Apenas um dia depois de o Ministério da Agricultura aprovar o registro de mais 51 agrotóxicos para comercialização no país, a Agência Nacional de Vigilância Sanitária (Anvisa) aprovou na terça-feira (23) um novo “marco legal” para avaliação dos riscos à saúde vinculados aos pesticidas.
A mudança faz com que agrotóxicos hoje classificados como “extremamente tóxicos” passem a ser incluídos em categorias mais baixas, como moderadamente tóxicos, pouco tóxicos ou com dano agudo improvável à saúde. Isso porque a Anvisa vai adotar novos critérios e usar apenas estudos de mortalidade para definir a classificação, desconsiderando a toxicidade não mortal.
Até então, para determinar o grau de toxicidade de um agrotóxico, o modelo em vigor leva em conta estudos de mortalidade em diferentes tipos de exposição ao produto e o resultado “mais restritivo” em testes de irritação dos olhos e da pele.
São esses últimos que, agora, com o suposto “novo marco legal”, seriam desconsiderados.
Para técnicos da Anvisa, o novo modelo adotado nesta terça-feira pelo governo leva a uma classificação equivocada.
De acordo com o gerente de avaliação de segurança toxicológica, Caio Almeida, a inclusão dos estudos de irritação dos olhos e da pele nos critérios acaba fazendo com que a maioria dos agrotóxicos no Brasil seja registrado hoje como “extremamente tóxico”.
Nesse modelo, os dados dos testes de irritação dos olhos e da pele passam a ser considerados apenas para adoção de medidas de alerta nos rótulos e bulas aos agricultores sobre risco à saúde.
“Estamos trabalhando esses dados. Mas de classe 1 (extremamente tóxico) atualmente seriam entre 700 e 800 produtos. Com o GHS, vamos ter de 200 a 300 produtos na categoria 1 e 2”, diz ele, que estima que ao menos 500 tenham classificação alterada.
Hoje, um agrotóxico é classificado em quatro categorias: extremamente tóxico, altamente tóxico, moderadamente tóxico e pouco tóxico.
Após as novas alterações, seriam incluídas duas novas categorias de classificação, as quais visam indicar se um produto é “improvável de causar dano agudo” ou se é “não classificado”, ou seja, baixa toxicidade.
Avanço de agrotóxicos
Tal mudança nas regras de classificação ocorrem em meio ao aumento recorde do número de agrotóxicos no país, medida que tem sido fomentada pelo governo Bolsonaro. Na segunda-feira (22), o Ministério da Agricultura, Pecuária e Abastecimento aprovou o registro de mais de 51 agrotóxicos, totalizando 262 aprovações em sete meses de governo. Outros 560 pedidos de registro aguardam autorização para uso no Brasil. Do total da lista divulgada no Diário Oficial da União (DOU), 44 são genéricos, com princípios ativos já autorizados, e sete são novos no país, seis inseticidas e um herbicida.
Explicações na Câmara
A Comissão de Defesa do Consumidor vai ouvir os ministros da Saúde, Luiz Henrique Mandetta, e da Agricultura, Tereza Cristina, para explicar as autorizações de novos produtos agrotóxicos, realizadas em quantidade recorde ao longo deste ano. A audiência pública está marcada para o dia 7 de agosto, no retorno dos trabalhos do Congresso depois do recesso parlamentar.
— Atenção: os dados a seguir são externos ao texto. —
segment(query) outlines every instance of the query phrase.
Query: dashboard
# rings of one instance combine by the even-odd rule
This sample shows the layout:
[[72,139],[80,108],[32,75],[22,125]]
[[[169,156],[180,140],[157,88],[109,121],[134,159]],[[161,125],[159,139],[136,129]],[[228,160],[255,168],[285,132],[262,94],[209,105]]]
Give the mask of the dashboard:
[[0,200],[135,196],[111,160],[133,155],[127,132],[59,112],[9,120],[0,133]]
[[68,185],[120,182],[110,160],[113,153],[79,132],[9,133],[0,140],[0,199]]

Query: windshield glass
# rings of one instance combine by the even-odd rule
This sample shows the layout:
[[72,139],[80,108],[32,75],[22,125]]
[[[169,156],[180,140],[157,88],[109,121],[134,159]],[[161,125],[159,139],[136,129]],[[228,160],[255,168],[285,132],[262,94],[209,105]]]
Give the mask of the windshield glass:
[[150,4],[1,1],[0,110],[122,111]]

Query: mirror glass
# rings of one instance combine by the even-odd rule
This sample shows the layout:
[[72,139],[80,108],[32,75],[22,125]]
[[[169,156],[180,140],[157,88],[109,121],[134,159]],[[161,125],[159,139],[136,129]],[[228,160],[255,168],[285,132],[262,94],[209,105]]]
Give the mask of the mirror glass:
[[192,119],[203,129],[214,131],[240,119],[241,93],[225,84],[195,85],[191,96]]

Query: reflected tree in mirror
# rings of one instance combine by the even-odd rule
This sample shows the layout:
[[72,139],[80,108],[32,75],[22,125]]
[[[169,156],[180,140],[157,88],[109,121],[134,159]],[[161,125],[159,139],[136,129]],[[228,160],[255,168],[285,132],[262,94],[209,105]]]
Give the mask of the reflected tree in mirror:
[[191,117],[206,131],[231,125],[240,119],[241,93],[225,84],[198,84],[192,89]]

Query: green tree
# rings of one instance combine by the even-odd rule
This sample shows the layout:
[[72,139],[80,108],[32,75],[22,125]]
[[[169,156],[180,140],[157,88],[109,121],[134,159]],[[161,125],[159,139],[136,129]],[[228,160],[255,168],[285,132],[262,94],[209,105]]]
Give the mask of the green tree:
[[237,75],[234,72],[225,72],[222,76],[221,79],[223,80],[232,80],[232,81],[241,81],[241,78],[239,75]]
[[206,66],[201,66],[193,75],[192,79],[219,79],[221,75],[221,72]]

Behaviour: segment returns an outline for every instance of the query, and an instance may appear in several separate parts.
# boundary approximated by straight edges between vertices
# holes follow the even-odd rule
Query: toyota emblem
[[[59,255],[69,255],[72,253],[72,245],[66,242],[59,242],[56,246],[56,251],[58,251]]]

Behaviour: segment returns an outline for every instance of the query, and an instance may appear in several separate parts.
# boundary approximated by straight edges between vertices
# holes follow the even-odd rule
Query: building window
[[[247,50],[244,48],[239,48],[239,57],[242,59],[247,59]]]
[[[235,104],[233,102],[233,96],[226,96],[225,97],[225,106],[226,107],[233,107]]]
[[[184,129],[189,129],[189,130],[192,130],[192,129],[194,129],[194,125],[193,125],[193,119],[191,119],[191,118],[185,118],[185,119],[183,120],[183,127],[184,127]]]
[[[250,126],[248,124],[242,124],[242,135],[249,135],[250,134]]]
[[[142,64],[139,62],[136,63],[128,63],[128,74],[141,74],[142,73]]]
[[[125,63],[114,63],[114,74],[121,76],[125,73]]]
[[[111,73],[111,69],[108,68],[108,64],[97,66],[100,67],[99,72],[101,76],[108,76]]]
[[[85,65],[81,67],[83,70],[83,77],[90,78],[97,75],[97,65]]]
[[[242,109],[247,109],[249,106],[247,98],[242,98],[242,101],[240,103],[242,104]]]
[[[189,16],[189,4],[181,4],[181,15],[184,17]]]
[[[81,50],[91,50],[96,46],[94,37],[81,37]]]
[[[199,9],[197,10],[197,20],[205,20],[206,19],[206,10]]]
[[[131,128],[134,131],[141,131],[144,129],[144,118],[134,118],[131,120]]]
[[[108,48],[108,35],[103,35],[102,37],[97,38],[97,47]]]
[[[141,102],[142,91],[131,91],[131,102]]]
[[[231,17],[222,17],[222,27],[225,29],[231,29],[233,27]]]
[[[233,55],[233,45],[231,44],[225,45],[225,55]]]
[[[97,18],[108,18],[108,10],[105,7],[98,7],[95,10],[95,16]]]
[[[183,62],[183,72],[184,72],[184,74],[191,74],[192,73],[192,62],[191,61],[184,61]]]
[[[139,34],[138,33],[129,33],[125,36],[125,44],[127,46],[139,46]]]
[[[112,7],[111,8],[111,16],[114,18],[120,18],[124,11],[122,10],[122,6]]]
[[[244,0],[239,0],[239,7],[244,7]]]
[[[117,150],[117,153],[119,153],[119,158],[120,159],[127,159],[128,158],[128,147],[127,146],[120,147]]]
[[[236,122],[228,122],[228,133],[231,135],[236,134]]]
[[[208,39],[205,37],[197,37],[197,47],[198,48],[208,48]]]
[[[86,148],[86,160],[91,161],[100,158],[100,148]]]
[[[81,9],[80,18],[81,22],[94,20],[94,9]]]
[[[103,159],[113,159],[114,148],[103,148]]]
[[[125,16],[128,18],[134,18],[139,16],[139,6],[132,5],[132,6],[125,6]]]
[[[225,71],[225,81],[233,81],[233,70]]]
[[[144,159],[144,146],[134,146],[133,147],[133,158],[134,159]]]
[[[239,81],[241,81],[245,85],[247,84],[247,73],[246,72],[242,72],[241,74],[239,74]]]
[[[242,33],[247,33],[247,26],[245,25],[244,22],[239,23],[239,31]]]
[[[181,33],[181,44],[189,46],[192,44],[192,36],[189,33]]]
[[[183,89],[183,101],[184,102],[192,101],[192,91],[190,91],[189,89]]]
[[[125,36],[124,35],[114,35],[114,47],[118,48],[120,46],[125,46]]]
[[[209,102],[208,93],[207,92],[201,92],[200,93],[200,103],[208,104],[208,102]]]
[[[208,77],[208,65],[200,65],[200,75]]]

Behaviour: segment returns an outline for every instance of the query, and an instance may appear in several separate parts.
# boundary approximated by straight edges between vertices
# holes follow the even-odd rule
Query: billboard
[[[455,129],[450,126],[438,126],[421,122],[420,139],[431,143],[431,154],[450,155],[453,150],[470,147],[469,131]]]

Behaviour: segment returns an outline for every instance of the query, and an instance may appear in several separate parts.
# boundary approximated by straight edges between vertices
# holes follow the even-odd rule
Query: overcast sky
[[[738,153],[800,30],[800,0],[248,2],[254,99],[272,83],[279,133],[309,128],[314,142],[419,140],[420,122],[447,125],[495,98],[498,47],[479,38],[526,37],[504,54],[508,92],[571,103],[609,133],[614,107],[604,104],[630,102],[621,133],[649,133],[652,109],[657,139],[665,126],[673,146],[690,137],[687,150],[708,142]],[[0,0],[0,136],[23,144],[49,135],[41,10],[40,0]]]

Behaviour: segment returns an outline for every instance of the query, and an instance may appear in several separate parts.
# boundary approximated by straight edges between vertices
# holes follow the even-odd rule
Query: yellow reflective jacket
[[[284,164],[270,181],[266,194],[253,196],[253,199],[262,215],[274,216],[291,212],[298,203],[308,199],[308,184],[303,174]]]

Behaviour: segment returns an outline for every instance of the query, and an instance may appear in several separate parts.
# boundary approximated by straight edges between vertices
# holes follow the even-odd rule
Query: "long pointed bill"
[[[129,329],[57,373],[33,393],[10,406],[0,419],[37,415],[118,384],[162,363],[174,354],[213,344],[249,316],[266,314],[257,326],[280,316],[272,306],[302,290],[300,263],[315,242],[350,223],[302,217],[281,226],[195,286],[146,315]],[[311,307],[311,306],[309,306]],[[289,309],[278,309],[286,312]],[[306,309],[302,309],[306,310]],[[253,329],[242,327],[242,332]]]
Os ministros foram convidados, mas, de acordo com o autor do requerimento, deputado Felipe Carreira (PSB-PE), há compromisso de que eles irão comparecer. “Diante da palavra do presidente da comissão e dos colegas que são da base aliada do governo garantindo a presença dos dois ministros, transformamos o pedido de convocação em convite”, explica o deputado.
Ele menciona que um pedido de informações sobre o andamento do Programa de Análise de Resíduos de Agrotóxicos (PARA), feito ao ministro da Saúde, não foi respondido dentro do prazo legal e isso deve ser tema da audiência.
“O que nos preocupa é que a última pesquisa que foi feita oficialmente pelo governo, em 25 produtos investigados, mais da metade, treze, ou tinha quantidade acima do permitido de agrotóxicos ou tinha produtos que sequer eram permitidos no Brasil”, destaca o deputado, afirmando que não é radicalmente contra o uso dos defensivos, mas “há produtos que foram liberados este ano que são altamente questionados e vários não são permitidos na União Europeia, pelas informações que vamos debater na audiência”.